① 上級指揮官が自分に要求する所望結果又は状態、② 或る物的目標とこれに関連ある自分の行動、➂ 自分の採るべき概括的な行動

 「猫を見といてね」は一応②の例に属するが、具体的な物的目標ととるべき行動を自分で更に判断又は推測しなければならない。誰でも②の型、物的目標と、取るべき行動を明示された方が間違いがなくてよさそうに思う。ところが実際の場合には、明示出来なかったり、また明示したが為に却って自分の行動を束縛されて結果的に適当でない場合が出てくる。そこで任務を付与する場合はどの形式ということでなく、常に、情勢と部下の能力を考察して適切な命令を下すことが肝要である、ということになる。

 ところで、凡そ物事を決め行う時に目的、目標を定めずして出発する馬鹿はいない。余りにも当然すぎることだが、実際の場合にはこれ程難しいものはない。

 Unsure, unclear and conflicting objectives are sure roads to military disaster.とも言われる。目的を達成するためには適切な物的目標を選定することが必要なのだが、これまた分かり切った言葉ながら、実戦にあっては、敵は常に我に目標選定を誤らせるように努力するのであるから、余程しっかりしないと目標の選定を誤る。

 レイテ海戦の時、栗田艦隊は当面の物的目標をレイテ湾上の輸送船群におくべきか洋上の機動部隊に置くべきか迷っている。勿論、時機既に遅く、レイテ湾内には輸送船はいないであろうという推測はあった。しかし、それはただ推測に過ぎず情報は得ていなかった。にもかかわらず目標を敵機動艦隊に変更してしまった。如何に練達の指揮官、有能なる幕僚を持つ司令部であっても、戦闘の雰囲気と、そこに立ち込めた迷霧のために適切なる目標の選定という簡単なる原則の実行でさえも困難にするものである。

 更には、諺に「二兎を追う者は一兎を得ず」とあるが、戦争の場合はさらに厳しく、二兎を追えば身を滅ぼす。この分かり切った理屈でさえ失敗するまで気がつかない。それは自信の過剰と敵兵の下算が指揮官の叡知を麻痺せしめてしまうからである。同時に2つ以上の目標が得られそうであり、また自信があったからに他ならぬ。一石二鳥等という名案は結果的にそうなったのであって、初めから狙って成功するものでない。
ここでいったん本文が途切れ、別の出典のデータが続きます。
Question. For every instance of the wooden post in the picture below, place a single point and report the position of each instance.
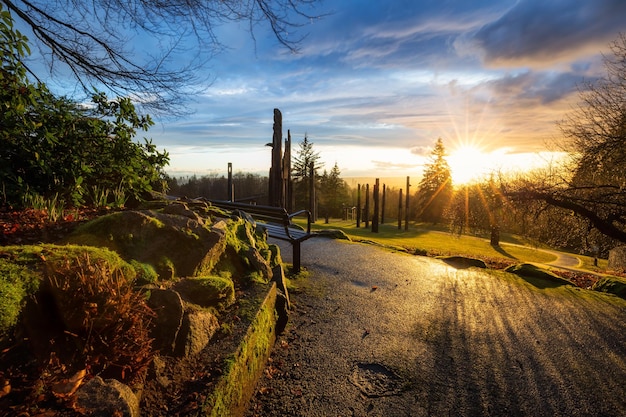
(312, 205)
(230, 192)
(382, 211)
(376, 206)
(406, 206)
(287, 186)
(400, 210)
(275, 186)
(358, 206)
(367, 206)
 ミッドウェー海戦における日本軍の敗北は他に幾多の原因があるであろう。しかしこれを目的の原則という角度から照明をあてて見るならば、当時の連合艦隊司令長官の目標は、①日本本土空襲の脅威を排除するためのミッドウェー島の占領確保、②西太平洋の制海権確保の為の敵機動部隊の捕捉撃滅、➂北方からの敵の脅威を排除し且つ前2項の作戦の牽制の為のアリューシャン群島の攻撃、であったと推測できる。

 勿論今日これを批判する事は容易であるし、また誰でもその欲の深さに気がつく。しかし当時は誰も不思議に思っていない。中には怪訝に思った人があったかも知れないが、確固たる信念をもって意見を具申した人はなかったに違いない。「目標は単一なるが良い」等という理屈は、山本長官は勿論、配下の数ある提督幕僚は百も承知の筈である。

 問題はそこにある。何故か?答は極めて簡単で、「2つでも3つでも同時に実現し、また達成出来そうに思った」からである。そこで同時に2つでも3つでも容易に達成出来そうに思えた情勢においてこそ、「目標は単一であるにしかず」という冷静なる戒心が必要になって来るのである。